Parameter estimation for kinetic models of carbon metabolism in bacteria

Kinetic models capture the dynamics of the large and complex networks of biochemical reactions that endow bacteria with the capacity to adapt their functioning to changes in the environment. In comparison with the qualitative PL models described in Sections  6.1 and 6.3 , these more general classes of ODE models are intended to provide a quantitative description of the network dynamics, both on the genetic and metabolic level. New experimental techniques have led to the accumulation of large amounts of data, such as time-course measurements of metabolite, mRNA and protein concentrations and measurements of metabolic fluxes under different growth conditions. However, the estimation of parameter values in the kinetic models from these data remains particularly challenging in biology, mostly because of incomplete knowledge of the molecular mechanisms, noisy, indirect, heterogeneous, and partial observations, and the large size of the systems, with dynamics on different time-scales. We have addressed parameter estimation in the context of the analysis of the interactions between metabolism and gene expression in carbon metabolism in E. coli.
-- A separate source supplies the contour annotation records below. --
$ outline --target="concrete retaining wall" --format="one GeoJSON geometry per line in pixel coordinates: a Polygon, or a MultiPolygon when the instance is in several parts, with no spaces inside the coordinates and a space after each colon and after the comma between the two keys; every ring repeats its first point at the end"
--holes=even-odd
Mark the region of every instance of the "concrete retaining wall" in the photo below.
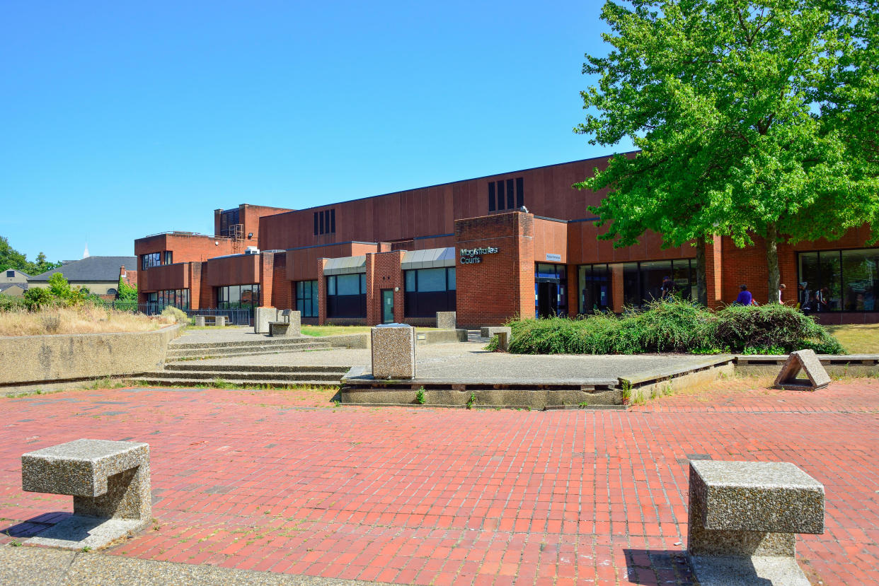
{"type": "Polygon", "coordinates": [[[448,344],[467,342],[466,329],[416,329],[415,344],[448,344]]]}
{"type": "Polygon", "coordinates": [[[0,337],[0,389],[161,370],[182,329],[0,337]]]}

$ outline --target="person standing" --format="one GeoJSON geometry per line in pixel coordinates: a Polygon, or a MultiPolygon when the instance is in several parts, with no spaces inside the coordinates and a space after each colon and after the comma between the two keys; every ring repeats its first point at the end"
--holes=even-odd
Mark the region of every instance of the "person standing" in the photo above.
{"type": "Polygon", "coordinates": [[[734,305],[752,305],[754,302],[754,297],[748,291],[748,286],[743,285],[739,286],[740,291],[738,292],[738,297],[733,301],[734,305]]]}

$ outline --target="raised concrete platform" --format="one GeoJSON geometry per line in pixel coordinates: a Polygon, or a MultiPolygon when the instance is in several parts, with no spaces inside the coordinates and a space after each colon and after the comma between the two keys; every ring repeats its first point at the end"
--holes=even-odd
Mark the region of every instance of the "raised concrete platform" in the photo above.
{"type": "Polygon", "coordinates": [[[384,380],[367,366],[342,379],[342,402],[360,405],[621,409],[732,373],[732,357],[530,356],[469,352],[418,360],[418,378],[384,380]]]}

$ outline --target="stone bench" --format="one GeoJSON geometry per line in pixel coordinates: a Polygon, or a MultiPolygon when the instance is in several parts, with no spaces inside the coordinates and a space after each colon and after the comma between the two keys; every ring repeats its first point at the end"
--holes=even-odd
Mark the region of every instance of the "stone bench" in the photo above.
{"type": "Polygon", "coordinates": [[[796,533],[823,533],[824,486],[788,462],[690,462],[687,556],[707,584],[803,584],[796,533]],[[768,581],[768,582],[767,582],[768,581]]]}
{"type": "Polygon", "coordinates": [[[498,350],[506,351],[510,349],[510,341],[512,339],[512,330],[507,326],[483,326],[479,332],[482,337],[489,339],[498,336],[498,350]]]}
{"type": "Polygon", "coordinates": [[[204,328],[207,322],[210,321],[212,325],[217,328],[225,328],[227,318],[225,315],[196,315],[195,316],[195,325],[199,328],[204,328]]]}
{"type": "Polygon", "coordinates": [[[76,439],[21,456],[21,487],[73,496],[73,515],[28,545],[97,549],[150,521],[149,445],[76,439]]]}
{"type": "Polygon", "coordinates": [[[302,314],[293,309],[284,309],[278,313],[281,319],[277,322],[269,322],[269,336],[301,336],[302,314]]]}

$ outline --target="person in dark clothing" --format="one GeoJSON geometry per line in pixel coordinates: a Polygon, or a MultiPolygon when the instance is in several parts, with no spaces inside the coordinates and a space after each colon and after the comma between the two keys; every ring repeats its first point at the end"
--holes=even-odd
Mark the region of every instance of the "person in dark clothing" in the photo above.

In collaboration with Matteo Brilli and Daniel Kahn (INRA and Université Claude Bernard in Lyon), we previously developed an approximate model of central metabolism of E. coli, as described in an article published in Bioinformatics in 2011. The model was based on the use of so-called linlog functions to approximately describe the rates of enzymatic reactions. More precisely, linlog models define reactions rates as proportional to both the enzyme concentrations and a linear combination of the logarithms of metabolite concentrations. The estimation of parameters in the linlog model from metabolomics, transcriptome, proteomics data sets required the development of a new approach, adapted to the occurrence of numerous missing values in the data sets. When applied to the above-mentioned linlog model, exploiting a high-throughput dataset published in the literature, we were able to obtain reasonable estimates of the 100 parameters.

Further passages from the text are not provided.